Vinaya Pitaka (1): Bhikkhu-vibhanga (the analysis of Monks’ rules)

by I. B. Horner | 2014 | 345,334 words | ISBN-13: 9781921842160

The English translation of the Bhikkhu-vibhanga: the first part of the Suttavibhanga, which itself is the first book of the Pali Vinaya Pitaka, one of the three major ‘baskets’ of Therevada canonical literature. It is a collection of rules for Buddhist monks. The English translation of the Vinaya-pitaka (first part, bhikkhu-vibhanga) contains many...

Monks’ Forfeiture (Nissaggiya) 18

Bu-NP.18.1.1 BD.2.99 … at Rājagaha in the Bamboo Grove at the squirrels’ feeding-place. Now at that time Vin.3.237 the venerable Upananda,[1] the son of the Sakyans, was dependent as a regular diner on a certain family in Rājagaha. When solid food or soft food came to[2] that family, a portion from that was set aside for the venerable Upananda, the son of the Sakyans. Now at that time meat came one evening to that family, a portion from that was set aside for the venerable Upananda, the son of the Sakyans. A young boy belonging to that family, getting up in the night towards morning, cried: “Give me meat.” Then the man spoke thus to his wife:

“Give the boy the master’s portion, having got another (portion) in exchange, we will give that to the master.”

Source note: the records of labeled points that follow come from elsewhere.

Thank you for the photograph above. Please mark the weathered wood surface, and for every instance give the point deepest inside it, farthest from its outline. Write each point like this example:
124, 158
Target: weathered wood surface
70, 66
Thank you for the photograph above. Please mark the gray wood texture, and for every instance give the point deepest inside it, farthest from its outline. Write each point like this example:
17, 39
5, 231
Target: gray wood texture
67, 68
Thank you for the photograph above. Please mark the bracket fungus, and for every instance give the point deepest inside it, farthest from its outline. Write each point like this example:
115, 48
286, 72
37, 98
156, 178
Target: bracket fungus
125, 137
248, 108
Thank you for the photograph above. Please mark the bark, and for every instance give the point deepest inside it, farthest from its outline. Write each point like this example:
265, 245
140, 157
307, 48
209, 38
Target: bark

Then the venerable Upananda, the son of the Sakyans, dressing in the morning and taking his bowl and robe, approached the family, and having approached he sat down on the appointed seat. Then that man approached the venerable Upananda, the son of the Sakyans; having approached, having greeted the venerable Upananda, the, son of the Sakyans, he sat down at a respectful distance. As he was sitting at a respectful distance, that man spoke thus to the venerable Upananda, the son of the Sakyans:

“Yesterday evening, honoured sir, (some) meat came, a portion from that was set aside for the master. This young boy, honoured sir, got up in the night towards morning and cried: ‘Give me meat,’ and the master’s BD.2.100 portion was given to the boy. What could you get with a kahāpaṇa,[3] honoured sir?”

“(The use of) kahāpaṇas is given up by me, sir,” he said.

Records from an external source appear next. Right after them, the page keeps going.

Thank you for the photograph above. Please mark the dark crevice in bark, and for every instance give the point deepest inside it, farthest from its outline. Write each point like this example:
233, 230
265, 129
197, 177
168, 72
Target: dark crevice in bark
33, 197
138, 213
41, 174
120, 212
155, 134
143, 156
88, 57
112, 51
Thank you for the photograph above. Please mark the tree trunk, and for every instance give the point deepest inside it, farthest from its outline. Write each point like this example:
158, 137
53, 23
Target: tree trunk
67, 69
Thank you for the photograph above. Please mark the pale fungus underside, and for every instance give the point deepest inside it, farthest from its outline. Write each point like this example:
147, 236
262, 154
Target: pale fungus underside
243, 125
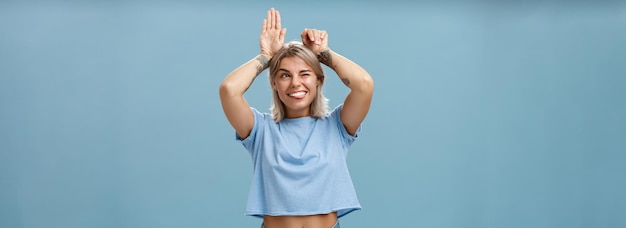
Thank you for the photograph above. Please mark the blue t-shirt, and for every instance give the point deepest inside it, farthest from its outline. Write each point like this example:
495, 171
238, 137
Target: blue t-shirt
300, 166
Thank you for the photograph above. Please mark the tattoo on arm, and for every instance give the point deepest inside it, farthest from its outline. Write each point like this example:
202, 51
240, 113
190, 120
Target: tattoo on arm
325, 58
263, 64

“Yes, honoured sir, it is given up.”

“Nevertheless give me a kahāpaṇa, sir,” he said. Then that man having given the venerable Upananda, the son of the Sakyans, a kahāpaṇa, looked down upon, criticised, spread it about, saying:

“As we accept gold and silver,[4] so do these recluses, sons of the Sakyans, accept gold and silver.”

BD.2.101 Monks heard that man who … spread it about. Those who were modest monks … spread it about, saying: “How can the venerable Upananda, the son of the Sakyans, accept gold and silver?” Then these monks told this matter to the lord. He said:

“Is it true, as is said, that you, Upananda, accepted gold and silver?”

“It is true, lord.”

The enlightened one, the lord, rebuked him, saying:

“How can you, foolish man, accept gold and silver?

BD.2.102 It is not, foolish man, for pleasing those who are not (yet) pleased … And thus, monks, this rule of training should be set forth:

Whatever monk should take gold and silver,[5] or should get another to take it (for him), or should consent to its being kept in deposit[6] (for him), there is an offence of expiation involving forfeiture.” Vin.3.238


Bu-NP.18.2.1 Whatever means: … is monk to be understood in this case.

Gold[7] means: it is called the colour of the teacher.[8]

Silver[9] means: the kahāpaṇa,[10] the masaka[11] of copper,[12] the māsaka of wood,[13] the māsaka of lac,[14] used in business.[15]

BD.2.103 Should take means: if he himself takes, there is an offence of expiation involving forfeiture.

Should get another to take it (for him) means: if he causes another to take it, there is an offence of expiation involving forfeiture.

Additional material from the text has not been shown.